O movimento acompanha uma tendência crescente iniciada nos últimos anos. Desde 2007, mais de 200 empresas brasileiras transferiram parte de suas atividades para o Paraguai, atraídas principalmente pelos benefícios oferecidos pela chamada Lei de Maquila — regime criado para estimular a instalação de indústrias estrangeiras.
Além da Riachuelo, marcas como a Lupo também passaram a produzir no país. O modelo permite importar máquinas e matéria-prima com baixa tributação, fabricar os produtos em território paraguaio e exportar pagando impostos reduzidos.
A diferença tributária é um dos principais fatores apontados pelas empresas. Enquanto a carga tributária brasileira gira em torno de 32% do Produto Interno Bruto (PIB), no Paraguai ela fica próxima de 14%. Em alguns segmentos industriais, empresários relatam redução de até 40% nos custos operacionais.
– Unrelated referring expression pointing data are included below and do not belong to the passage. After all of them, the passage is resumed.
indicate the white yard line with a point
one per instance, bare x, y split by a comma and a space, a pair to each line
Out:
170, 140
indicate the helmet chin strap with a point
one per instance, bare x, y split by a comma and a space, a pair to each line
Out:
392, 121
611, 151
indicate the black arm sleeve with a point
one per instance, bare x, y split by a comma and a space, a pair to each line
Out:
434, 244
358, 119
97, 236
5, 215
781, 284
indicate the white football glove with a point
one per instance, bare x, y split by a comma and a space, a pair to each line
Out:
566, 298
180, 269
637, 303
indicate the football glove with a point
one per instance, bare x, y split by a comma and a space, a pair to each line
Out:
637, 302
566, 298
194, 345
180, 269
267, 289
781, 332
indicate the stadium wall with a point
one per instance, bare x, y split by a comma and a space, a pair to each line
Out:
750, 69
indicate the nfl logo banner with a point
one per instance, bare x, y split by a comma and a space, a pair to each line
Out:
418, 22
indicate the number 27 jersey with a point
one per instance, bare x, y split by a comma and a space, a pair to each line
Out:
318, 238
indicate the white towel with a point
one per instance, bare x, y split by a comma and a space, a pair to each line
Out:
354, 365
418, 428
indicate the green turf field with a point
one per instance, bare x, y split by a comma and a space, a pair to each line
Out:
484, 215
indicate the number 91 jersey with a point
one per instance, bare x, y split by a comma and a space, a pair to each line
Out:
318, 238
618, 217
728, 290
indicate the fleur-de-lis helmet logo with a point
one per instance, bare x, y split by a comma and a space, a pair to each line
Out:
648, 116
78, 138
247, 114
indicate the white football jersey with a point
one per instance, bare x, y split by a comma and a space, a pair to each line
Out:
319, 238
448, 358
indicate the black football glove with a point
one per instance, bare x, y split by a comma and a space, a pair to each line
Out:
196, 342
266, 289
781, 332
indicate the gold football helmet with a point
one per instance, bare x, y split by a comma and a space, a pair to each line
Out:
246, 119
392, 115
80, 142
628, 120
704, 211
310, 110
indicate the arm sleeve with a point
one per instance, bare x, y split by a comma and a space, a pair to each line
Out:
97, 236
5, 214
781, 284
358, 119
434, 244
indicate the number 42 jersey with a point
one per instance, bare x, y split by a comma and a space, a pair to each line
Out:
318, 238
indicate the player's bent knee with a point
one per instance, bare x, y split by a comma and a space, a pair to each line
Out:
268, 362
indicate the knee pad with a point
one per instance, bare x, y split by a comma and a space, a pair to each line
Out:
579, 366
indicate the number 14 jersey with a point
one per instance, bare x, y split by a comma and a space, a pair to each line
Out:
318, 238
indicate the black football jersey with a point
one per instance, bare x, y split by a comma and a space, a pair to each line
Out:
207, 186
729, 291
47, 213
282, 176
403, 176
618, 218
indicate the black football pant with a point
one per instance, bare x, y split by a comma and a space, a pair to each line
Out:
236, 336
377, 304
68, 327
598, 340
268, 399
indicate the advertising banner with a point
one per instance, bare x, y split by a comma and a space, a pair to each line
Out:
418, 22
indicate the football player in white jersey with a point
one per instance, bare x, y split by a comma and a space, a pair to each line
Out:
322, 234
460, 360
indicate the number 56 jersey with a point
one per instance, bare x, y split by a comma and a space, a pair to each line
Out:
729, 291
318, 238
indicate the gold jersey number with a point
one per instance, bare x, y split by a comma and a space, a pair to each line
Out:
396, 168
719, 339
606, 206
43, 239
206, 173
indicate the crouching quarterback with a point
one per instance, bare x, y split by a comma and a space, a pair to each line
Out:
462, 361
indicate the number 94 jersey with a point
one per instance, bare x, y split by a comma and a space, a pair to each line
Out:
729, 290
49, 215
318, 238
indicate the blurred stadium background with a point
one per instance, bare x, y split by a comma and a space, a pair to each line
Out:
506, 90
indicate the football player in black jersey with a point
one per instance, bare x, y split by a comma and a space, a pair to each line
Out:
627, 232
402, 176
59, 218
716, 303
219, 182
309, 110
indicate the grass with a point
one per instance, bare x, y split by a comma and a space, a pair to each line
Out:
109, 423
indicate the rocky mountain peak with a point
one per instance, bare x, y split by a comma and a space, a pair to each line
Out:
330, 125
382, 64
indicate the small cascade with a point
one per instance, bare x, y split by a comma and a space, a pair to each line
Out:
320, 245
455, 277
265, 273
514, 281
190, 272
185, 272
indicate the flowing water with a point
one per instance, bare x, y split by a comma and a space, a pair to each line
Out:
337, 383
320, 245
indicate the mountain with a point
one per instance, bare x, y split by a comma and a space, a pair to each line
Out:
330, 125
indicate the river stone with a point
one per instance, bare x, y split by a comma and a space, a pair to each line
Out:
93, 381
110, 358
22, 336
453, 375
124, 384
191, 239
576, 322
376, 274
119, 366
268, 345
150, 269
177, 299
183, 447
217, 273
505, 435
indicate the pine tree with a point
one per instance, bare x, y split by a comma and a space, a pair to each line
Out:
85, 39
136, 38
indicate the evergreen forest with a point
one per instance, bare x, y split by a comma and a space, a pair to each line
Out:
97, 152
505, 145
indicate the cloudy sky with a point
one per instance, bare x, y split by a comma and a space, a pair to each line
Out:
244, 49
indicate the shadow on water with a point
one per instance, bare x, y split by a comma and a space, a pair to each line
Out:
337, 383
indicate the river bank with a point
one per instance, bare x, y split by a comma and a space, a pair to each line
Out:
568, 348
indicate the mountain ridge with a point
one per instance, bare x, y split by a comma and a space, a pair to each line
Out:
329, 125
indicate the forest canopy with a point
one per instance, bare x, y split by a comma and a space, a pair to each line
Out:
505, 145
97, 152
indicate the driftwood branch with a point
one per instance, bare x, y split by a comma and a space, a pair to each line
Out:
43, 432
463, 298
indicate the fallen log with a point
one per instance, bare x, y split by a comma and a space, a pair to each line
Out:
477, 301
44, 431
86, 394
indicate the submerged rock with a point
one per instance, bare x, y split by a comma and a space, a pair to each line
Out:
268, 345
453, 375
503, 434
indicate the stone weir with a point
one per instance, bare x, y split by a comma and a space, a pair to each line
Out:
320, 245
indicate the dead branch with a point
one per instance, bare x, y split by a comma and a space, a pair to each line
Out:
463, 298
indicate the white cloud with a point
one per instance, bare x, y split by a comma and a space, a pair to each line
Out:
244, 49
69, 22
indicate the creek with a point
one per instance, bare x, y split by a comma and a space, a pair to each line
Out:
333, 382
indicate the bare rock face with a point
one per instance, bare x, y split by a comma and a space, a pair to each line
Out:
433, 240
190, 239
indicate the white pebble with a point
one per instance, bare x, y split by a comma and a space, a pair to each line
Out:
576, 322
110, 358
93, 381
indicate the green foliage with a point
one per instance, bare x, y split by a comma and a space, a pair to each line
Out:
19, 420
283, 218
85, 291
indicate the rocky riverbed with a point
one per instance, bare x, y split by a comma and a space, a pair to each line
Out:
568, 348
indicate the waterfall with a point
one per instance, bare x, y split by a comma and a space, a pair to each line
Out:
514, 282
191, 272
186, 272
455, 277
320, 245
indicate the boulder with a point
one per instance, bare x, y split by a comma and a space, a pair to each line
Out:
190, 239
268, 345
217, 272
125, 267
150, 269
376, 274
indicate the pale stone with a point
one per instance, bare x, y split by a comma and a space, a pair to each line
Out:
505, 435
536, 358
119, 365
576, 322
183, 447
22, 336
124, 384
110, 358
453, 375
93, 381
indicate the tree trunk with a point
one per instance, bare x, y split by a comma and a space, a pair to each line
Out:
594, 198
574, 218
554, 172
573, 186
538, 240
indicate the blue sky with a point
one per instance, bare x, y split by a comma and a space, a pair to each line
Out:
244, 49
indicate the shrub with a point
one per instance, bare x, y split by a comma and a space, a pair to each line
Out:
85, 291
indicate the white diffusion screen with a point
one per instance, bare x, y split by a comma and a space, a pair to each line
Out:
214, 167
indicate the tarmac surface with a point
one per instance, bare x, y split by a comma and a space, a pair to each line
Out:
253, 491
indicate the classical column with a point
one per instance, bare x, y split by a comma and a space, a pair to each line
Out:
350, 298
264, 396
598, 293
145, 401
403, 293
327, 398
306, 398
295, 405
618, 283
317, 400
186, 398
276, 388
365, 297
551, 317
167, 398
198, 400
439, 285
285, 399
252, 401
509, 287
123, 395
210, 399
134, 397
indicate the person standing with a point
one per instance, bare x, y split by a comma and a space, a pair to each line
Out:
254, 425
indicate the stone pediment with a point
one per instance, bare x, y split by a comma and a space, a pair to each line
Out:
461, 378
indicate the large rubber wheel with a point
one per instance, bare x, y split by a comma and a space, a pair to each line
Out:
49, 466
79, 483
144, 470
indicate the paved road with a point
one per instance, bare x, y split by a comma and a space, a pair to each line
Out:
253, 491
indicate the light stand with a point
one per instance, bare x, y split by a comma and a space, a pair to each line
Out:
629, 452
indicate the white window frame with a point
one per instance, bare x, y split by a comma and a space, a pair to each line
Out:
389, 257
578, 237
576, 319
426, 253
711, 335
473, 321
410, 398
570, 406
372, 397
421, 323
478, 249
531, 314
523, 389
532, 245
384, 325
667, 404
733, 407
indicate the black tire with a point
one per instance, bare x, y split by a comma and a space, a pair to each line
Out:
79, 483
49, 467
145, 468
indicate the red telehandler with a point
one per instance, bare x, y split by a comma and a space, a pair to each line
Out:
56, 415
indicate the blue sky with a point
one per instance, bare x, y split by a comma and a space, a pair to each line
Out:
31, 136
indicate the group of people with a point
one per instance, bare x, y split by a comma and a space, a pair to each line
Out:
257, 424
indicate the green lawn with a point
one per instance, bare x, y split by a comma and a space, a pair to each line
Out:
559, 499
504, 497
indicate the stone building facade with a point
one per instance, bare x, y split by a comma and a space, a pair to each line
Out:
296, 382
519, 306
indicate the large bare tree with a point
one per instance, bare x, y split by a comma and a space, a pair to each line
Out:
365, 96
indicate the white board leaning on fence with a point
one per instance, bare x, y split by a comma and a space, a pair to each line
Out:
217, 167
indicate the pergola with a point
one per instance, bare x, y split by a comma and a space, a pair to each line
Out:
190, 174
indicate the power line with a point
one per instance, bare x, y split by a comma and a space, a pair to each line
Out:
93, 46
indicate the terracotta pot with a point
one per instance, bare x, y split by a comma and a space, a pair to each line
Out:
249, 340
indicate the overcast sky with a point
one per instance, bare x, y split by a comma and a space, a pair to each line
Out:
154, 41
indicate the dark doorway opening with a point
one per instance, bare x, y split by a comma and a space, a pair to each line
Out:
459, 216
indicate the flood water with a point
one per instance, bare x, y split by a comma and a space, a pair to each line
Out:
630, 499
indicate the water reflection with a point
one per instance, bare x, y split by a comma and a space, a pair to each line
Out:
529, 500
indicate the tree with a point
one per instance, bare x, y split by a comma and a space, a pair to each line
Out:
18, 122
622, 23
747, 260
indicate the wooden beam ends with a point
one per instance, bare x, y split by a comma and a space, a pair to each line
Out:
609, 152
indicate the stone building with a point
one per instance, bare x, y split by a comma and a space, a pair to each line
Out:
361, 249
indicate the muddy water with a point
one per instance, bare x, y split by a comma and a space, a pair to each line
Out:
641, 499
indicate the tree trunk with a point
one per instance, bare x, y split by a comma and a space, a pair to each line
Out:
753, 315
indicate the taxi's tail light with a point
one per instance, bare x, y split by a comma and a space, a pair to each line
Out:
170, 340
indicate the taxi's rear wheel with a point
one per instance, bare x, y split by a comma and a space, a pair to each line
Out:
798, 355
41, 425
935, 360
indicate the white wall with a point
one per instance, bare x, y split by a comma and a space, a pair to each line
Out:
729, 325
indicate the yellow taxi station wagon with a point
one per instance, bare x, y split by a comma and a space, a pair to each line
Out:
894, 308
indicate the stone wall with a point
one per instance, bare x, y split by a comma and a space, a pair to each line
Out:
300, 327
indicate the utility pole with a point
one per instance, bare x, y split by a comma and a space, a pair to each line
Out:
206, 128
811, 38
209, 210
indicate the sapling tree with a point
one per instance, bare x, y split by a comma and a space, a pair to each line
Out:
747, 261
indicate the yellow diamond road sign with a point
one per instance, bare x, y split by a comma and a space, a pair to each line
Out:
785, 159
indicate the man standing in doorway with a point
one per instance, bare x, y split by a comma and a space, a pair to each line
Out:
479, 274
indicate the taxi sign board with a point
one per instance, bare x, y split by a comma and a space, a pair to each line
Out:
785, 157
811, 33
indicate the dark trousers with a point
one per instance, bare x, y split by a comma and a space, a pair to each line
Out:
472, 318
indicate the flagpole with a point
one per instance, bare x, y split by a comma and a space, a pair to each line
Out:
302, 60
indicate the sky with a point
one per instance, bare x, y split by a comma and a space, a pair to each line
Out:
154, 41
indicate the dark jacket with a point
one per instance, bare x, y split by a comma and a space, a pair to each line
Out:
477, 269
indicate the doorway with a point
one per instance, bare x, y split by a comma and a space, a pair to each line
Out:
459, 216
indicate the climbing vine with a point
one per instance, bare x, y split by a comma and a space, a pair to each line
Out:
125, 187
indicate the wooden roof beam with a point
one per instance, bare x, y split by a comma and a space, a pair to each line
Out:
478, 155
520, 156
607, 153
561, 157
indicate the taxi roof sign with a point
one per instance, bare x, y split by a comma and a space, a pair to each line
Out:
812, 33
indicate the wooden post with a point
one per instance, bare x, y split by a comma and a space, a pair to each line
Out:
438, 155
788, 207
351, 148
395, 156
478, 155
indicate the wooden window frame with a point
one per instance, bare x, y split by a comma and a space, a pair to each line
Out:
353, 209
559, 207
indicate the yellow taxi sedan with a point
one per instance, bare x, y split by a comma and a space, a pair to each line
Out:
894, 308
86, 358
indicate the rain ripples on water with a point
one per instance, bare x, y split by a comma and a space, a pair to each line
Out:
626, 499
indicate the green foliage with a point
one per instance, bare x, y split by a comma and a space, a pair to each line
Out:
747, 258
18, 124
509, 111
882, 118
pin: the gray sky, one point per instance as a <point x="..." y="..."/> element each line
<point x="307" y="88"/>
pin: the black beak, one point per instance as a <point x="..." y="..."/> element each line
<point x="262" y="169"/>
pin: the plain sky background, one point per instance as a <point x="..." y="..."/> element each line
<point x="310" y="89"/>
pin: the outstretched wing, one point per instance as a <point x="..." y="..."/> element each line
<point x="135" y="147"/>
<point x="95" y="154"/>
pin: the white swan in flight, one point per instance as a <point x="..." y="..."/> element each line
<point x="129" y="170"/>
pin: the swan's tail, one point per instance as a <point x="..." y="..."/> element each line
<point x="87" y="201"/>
Outro ponto que chama atenção do setor produtivo são as regras trabalhistas paraguaias. O custo de um trabalhador formal pode ser até 40% menor do que no Brasil. A jornada semanal permitida é de 48 horas, acima das 44 horas previstas na Consolidação das Leis do Trabalho (CLT) brasileira. No país vizinho também não existe FGTS, e o direito a 30 dias de férias integrais só é alcançado após 10 anos de vínculo empregatício.
Atualmente, empresas brasileiras representam cerca de 69% das indústrias instaladas sob o regime de incentivos paraguaios. O avanço dos investimentos estrangeiros tem contribuído para o crescimento econômico do país, que mantém expansão média de cerca de 4% ao ano, acima da média registrada em grande parte da América Latina.
Especialistas avaliam que a tendência deve continuar nos próximos anos, especialmente diante do cenário de busca por redução de custos e aumento da competitividade internacional por parte da indústria brasileira.